It's the autobiography of Mark Twain, a gift from my wife. "You need a book to read," she said when she handed it to me. It's been a fascinating introduction to life 100 years and more ago, including interesting stories of President Grant and others. I'm still not sure I'll get through it, but at least it still lies there on the corner table by the lamp, reminding me there are worlds to discover inside, gently prodding me to sit down and stay away from the computer.
It probably won't become one of my friends, like the many that line the bookshelves in the house, but I won't know until later. If not,it'll end up in the garage, or book book sale or... .
I do know that it wouldn't be the same picking up an e-reader, and even though I may buy one of those for lightweight air travel, I spend too much time in front of a digital screen as it is to want to read books and newspapers that way.
Frankly, I enjoy the feel of pages, the sense of discovery that comes from turning pages. It's sensory, and I can mark the favorite parts up with underlines, or stars in the margins, or brackets or other comments. Yes, you can highlight stuff on the ereaders, but come on, it's not like underlining John 3:16 in the redletter version of the New Testament. That highlight is impersonal. When I mark in a book, it's because I have found a personal connection.
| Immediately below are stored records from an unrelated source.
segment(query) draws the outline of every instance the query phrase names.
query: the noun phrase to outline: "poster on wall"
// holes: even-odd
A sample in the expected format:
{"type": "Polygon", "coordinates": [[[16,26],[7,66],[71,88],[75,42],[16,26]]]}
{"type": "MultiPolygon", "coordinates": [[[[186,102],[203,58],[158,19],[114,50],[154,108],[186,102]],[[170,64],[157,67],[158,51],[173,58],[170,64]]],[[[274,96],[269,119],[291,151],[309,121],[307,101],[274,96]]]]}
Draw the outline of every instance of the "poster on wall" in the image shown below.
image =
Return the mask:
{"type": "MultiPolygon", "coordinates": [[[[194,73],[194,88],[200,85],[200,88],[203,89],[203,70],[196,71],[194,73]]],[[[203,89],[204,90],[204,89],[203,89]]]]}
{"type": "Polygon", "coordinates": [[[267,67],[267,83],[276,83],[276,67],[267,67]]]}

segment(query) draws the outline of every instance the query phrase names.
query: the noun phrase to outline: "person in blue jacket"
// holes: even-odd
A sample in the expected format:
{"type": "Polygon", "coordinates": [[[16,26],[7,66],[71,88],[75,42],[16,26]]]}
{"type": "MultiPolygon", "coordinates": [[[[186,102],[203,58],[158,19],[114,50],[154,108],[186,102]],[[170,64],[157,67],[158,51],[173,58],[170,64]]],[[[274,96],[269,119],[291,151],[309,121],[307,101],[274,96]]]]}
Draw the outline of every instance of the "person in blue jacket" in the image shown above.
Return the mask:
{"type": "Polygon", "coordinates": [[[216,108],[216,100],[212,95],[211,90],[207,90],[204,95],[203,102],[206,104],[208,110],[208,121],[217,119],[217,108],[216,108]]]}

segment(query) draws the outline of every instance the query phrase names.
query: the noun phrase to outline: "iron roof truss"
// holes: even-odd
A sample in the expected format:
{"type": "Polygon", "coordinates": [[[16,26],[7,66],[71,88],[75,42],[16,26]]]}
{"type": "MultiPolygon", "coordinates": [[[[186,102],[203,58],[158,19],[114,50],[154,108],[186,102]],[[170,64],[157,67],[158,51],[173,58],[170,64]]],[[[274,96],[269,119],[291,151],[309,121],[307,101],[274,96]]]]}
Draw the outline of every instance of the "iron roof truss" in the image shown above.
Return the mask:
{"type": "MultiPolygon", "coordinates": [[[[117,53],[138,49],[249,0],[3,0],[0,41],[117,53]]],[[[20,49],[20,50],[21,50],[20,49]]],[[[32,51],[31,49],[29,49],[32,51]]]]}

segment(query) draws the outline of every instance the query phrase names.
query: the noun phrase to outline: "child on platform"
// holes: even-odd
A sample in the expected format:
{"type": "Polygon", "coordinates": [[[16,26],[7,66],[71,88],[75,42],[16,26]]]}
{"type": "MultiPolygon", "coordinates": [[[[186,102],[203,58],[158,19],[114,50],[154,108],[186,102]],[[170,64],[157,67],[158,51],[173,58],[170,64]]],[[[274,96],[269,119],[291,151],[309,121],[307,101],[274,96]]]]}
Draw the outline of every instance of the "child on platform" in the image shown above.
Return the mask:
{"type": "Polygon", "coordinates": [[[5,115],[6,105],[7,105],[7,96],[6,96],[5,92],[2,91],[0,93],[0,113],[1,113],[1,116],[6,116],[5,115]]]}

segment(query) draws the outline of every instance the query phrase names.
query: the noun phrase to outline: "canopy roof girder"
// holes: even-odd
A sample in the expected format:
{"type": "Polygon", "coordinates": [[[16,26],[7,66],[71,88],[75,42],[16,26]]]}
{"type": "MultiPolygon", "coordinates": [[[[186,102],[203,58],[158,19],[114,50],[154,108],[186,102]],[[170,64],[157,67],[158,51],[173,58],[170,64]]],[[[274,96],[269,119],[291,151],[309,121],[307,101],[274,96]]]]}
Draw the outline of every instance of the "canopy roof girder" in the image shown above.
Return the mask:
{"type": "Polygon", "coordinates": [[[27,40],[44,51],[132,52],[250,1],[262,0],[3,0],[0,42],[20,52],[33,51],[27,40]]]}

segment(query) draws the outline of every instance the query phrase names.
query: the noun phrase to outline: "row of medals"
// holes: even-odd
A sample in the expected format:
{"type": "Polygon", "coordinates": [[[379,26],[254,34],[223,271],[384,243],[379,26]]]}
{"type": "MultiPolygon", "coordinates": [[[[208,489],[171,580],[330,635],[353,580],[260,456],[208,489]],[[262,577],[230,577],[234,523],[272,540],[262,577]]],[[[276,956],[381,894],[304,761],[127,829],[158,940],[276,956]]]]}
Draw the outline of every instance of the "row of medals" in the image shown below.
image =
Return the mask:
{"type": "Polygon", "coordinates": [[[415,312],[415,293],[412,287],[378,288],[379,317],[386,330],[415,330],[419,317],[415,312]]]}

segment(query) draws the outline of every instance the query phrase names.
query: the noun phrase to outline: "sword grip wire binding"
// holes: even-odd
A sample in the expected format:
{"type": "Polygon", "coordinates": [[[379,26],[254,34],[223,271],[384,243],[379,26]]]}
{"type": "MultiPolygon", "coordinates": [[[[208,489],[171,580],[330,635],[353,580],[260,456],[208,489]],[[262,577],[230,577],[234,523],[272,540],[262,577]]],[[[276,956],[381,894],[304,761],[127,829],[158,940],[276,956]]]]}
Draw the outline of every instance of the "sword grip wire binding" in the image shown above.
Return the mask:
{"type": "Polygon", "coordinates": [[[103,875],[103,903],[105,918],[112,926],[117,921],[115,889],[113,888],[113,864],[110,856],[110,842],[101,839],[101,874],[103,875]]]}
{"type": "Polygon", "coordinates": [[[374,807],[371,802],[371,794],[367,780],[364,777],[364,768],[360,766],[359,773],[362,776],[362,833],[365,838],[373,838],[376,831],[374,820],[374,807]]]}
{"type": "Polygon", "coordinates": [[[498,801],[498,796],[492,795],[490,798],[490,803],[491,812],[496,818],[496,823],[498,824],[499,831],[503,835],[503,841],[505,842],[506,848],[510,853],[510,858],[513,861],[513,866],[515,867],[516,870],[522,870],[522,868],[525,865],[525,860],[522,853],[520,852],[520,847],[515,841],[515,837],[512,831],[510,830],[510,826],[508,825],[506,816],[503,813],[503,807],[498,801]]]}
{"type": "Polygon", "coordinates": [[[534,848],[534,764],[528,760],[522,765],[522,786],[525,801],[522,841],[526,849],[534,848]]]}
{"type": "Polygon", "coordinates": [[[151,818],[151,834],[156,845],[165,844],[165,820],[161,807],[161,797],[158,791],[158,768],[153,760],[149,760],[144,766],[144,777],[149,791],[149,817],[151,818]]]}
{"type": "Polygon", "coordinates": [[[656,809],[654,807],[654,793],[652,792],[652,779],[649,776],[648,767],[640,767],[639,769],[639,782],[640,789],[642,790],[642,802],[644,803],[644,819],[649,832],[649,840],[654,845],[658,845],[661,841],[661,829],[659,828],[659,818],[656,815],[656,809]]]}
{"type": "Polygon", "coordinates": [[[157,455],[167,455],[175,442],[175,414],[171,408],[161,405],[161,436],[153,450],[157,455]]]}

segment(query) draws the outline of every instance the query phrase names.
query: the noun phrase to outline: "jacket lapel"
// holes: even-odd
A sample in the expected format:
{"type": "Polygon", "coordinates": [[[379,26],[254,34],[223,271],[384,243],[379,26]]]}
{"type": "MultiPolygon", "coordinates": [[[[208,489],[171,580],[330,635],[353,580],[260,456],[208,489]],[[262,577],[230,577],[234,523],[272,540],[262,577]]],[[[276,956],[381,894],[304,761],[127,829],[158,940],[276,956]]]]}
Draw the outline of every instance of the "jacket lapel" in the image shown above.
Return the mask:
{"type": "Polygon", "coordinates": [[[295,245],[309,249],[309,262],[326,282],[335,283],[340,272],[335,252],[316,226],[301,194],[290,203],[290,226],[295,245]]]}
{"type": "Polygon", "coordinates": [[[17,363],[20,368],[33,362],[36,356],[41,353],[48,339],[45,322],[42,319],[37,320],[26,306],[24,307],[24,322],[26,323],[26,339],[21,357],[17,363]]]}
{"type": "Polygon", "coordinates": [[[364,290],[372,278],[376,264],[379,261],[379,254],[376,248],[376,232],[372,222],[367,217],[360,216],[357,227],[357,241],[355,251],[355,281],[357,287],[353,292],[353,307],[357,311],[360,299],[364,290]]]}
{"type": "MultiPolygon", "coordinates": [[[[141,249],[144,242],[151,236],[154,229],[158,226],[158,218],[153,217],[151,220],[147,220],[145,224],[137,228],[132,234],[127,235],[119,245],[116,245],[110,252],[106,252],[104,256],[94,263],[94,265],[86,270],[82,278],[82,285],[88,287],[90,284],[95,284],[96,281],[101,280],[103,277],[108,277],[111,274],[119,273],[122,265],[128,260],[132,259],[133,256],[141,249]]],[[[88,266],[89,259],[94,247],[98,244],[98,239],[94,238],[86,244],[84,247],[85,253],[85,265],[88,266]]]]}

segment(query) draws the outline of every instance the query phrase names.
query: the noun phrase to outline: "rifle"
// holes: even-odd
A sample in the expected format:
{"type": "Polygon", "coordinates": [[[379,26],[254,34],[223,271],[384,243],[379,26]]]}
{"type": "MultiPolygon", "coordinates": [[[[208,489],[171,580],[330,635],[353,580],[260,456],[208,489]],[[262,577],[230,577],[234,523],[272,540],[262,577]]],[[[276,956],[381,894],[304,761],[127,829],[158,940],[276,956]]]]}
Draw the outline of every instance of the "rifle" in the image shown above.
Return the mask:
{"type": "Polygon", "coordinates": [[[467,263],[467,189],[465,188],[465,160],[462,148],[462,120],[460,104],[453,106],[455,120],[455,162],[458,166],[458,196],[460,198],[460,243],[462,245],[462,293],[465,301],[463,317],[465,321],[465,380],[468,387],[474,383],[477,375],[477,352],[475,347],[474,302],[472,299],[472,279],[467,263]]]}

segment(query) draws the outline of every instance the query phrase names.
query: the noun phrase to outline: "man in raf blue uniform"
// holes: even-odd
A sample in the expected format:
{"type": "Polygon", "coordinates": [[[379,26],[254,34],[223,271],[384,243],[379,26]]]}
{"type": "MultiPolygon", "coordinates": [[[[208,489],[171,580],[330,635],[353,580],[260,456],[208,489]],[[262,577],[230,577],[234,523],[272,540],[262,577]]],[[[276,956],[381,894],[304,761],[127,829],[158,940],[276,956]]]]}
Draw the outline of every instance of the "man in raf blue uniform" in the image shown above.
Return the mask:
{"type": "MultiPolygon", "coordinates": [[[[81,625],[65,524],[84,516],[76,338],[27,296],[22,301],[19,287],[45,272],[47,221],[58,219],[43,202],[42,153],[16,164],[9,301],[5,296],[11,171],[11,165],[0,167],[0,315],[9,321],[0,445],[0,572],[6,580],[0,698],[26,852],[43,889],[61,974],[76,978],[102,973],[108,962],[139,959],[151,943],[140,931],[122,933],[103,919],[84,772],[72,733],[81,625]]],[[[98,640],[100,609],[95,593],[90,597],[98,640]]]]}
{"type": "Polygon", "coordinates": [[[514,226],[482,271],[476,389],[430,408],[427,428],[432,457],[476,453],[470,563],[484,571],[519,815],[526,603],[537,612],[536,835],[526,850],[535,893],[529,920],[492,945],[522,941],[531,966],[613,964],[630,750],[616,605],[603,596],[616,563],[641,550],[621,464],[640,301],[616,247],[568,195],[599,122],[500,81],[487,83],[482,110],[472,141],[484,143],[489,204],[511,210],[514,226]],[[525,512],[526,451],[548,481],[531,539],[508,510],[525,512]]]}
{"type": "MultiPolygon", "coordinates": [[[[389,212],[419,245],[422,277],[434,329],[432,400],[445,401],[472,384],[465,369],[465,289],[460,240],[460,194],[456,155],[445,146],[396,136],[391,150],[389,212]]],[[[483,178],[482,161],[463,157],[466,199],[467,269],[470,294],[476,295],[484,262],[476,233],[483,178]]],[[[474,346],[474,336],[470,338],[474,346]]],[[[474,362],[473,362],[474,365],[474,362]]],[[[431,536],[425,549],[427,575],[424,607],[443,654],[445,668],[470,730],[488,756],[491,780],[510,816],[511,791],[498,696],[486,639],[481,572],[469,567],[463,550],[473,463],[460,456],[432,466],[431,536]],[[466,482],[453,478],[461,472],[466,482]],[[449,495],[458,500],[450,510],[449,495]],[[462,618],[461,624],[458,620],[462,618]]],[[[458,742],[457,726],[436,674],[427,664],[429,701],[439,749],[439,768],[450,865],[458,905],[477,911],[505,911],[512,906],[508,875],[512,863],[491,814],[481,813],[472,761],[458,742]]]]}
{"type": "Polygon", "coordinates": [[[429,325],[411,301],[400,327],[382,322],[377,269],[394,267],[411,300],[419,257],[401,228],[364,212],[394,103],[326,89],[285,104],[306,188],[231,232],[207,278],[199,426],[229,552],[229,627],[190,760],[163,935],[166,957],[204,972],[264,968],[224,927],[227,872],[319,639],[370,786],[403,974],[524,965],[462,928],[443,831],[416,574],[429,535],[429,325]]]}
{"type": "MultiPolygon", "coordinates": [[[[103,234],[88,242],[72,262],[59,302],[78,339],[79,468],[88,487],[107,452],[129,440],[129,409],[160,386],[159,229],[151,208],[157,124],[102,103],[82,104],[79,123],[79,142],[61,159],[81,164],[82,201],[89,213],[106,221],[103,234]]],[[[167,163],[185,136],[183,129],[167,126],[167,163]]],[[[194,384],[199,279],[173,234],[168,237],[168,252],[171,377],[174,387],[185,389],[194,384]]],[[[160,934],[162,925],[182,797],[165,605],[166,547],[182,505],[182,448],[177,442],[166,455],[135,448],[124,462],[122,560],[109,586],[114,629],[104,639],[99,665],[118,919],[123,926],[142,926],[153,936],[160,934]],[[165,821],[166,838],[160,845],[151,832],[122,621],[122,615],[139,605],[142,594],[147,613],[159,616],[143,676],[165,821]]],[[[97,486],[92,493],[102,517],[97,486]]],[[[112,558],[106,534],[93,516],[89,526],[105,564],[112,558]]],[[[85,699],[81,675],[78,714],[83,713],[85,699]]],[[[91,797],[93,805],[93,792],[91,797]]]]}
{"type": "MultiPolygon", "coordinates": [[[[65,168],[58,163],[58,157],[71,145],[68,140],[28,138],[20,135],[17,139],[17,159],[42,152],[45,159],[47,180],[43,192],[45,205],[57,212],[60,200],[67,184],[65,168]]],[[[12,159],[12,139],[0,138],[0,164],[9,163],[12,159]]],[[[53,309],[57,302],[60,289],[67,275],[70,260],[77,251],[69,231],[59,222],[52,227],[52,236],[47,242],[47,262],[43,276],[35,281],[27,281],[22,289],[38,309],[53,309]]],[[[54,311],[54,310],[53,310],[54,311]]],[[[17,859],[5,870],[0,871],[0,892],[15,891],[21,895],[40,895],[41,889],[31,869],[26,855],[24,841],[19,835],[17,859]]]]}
In our house the bookshelves are scattered, and not orderly and sterile like the TV law libraries you see. The books on those shelves have degrees of personality just like the books. Susan also uses them to help decorate, under lamps, on tables, and elsewhere. They're part of who we are.
Yes, we've recently cleaned many out that just cluttered the shelves. They're in the garage, ready to be sold or given away. Sort of like erasing a book from an e-reader. But not the ones on my book shelves that I love to pick up and turn pages in.